Cisma hubo en la Iglesia al levantarse Novaciano con la bandera de los puros, rigoristas, exigentes, puritanos y pietistas frente al papa Cornelio que se mostraba inclinado al perdón, a la compasión con los débiles y a recibir a los verdaderamente arrepentidos que hicieran penitencia.
Cornelio tuvo que condenar a Novaciano y su rigorismo desesperante. Lo sucedido en esta ocasión no era más que un caso particular más de la ya antigua y gran cuestión que había conmovido a la Iglesia, –en los pontificados de Ceferino (198-217) y en el caso entre el papa Calixto e Hipólito (217-222), ambos santos y mártires– sobre la admisión en la Iglesia de los pecadores o su exclusión a perpetuidad.

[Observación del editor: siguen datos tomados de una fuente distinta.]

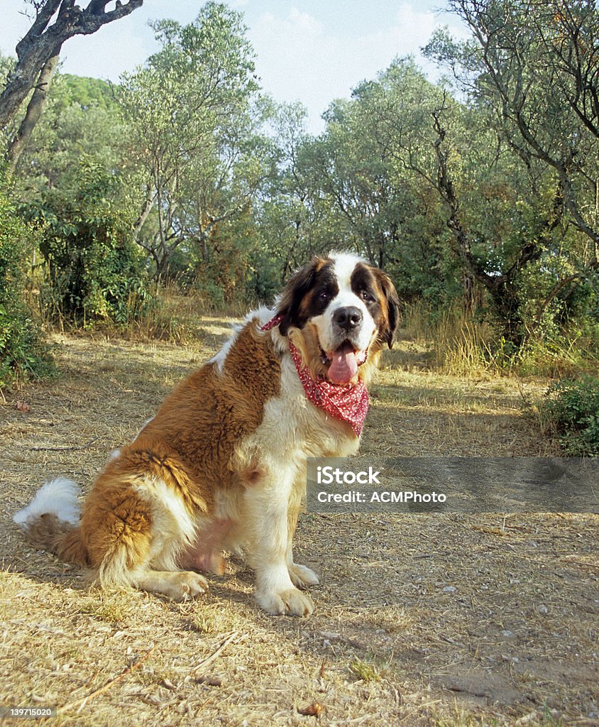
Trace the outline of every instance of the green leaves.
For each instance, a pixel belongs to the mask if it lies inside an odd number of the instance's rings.
[[[563,379],[547,393],[545,411],[571,457],[599,457],[599,379]]]

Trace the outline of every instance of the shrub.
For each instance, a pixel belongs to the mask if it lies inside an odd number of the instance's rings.
[[[599,456],[599,379],[563,379],[547,393],[545,412],[572,457]]]
[[[126,324],[143,312],[150,293],[145,261],[118,201],[119,182],[88,162],[77,183],[74,193],[50,190],[23,208],[41,230],[44,302],[54,317]]]
[[[23,300],[26,260],[35,236],[0,188],[0,387],[22,376],[52,371],[47,346]]]

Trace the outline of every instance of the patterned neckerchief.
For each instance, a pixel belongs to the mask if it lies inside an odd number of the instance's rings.
[[[275,316],[260,330],[270,331],[276,328],[284,318],[282,313]],[[321,377],[314,379],[307,366],[303,365],[300,352],[291,341],[289,353],[308,400],[334,419],[346,422],[356,437],[359,437],[369,406],[368,390],[362,379],[359,379],[357,384],[338,385],[331,384]]]

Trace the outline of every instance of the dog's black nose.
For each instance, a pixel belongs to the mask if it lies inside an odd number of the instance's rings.
[[[333,314],[333,322],[343,331],[352,331],[362,322],[362,311],[353,305],[339,308]]]

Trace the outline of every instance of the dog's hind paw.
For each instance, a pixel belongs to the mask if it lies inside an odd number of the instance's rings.
[[[305,588],[307,586],[315,586],[320,583],[316,574],[306,566],[300,566],[297,563],[289,566],[289,577],[296,588]]]
[[[312,599],[297,588],[277,592],[257,593],[256,600],[273,616],[310,616],[314,611]]]

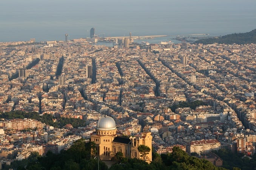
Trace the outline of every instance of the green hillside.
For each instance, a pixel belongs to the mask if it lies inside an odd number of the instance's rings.
[[[234,33],[217,38],[199,40],[194,43],[203,44],[245,44],[256,43],[256,29],[245,33]]]

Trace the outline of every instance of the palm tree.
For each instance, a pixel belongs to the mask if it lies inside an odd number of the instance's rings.
[[[138,150],[139,150],[140,153],[141,154],[140,157],[143,158],[144,161],[146,161],[146,156],[150,152],[150,148],[148,146],[140,145],[138,147]]]

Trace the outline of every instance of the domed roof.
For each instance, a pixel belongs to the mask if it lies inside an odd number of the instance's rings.
[[[103,117],[98,121],[97,129],[102,130],[115,129],[116,123],[114,119],[109,116]]]

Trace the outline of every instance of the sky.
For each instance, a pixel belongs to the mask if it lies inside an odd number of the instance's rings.
[[[255,0],[1,0],[0,41],[89,37],[212,35],[256,29]]]

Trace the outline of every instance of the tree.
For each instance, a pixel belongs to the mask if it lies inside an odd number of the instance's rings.
[[[138,147],[138,150],[141,154],[140,157],[143,158],[143,160],[146,161],[146,156],[150,152],[150,148],[147,146],[143,145],[140,145]]]
[[[123,153],[121,152],[118,152],[116,155],[115,157],[116,158],[116,159],[117,161],[117,164],[119,164],[121,162],[121,159],[123,157]]]

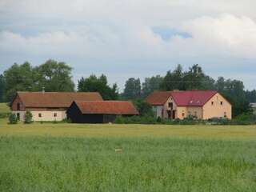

Mostró el papa Cornelio el verdadero sentir de la Iglesia, abriendo las abundantísimas fuentes inagotables del perdón y de la misericordia con los pecadores y débiles. Por si algún lector llegara a formarse la idea de que este papa antiguo se dejó llevar de la blandura por no aplicar correctivos a quienes claudicaron, conviene asegurar que dejó muy clara la doctrina: hay ocasiones en las que no se puede ceder en la fe, aun con la aceptación de la muerte violenta; de hecho, culminó su vida entregándola en martirio; sucedió en Centumcellae (la actual Civitavecchia), en el año 252.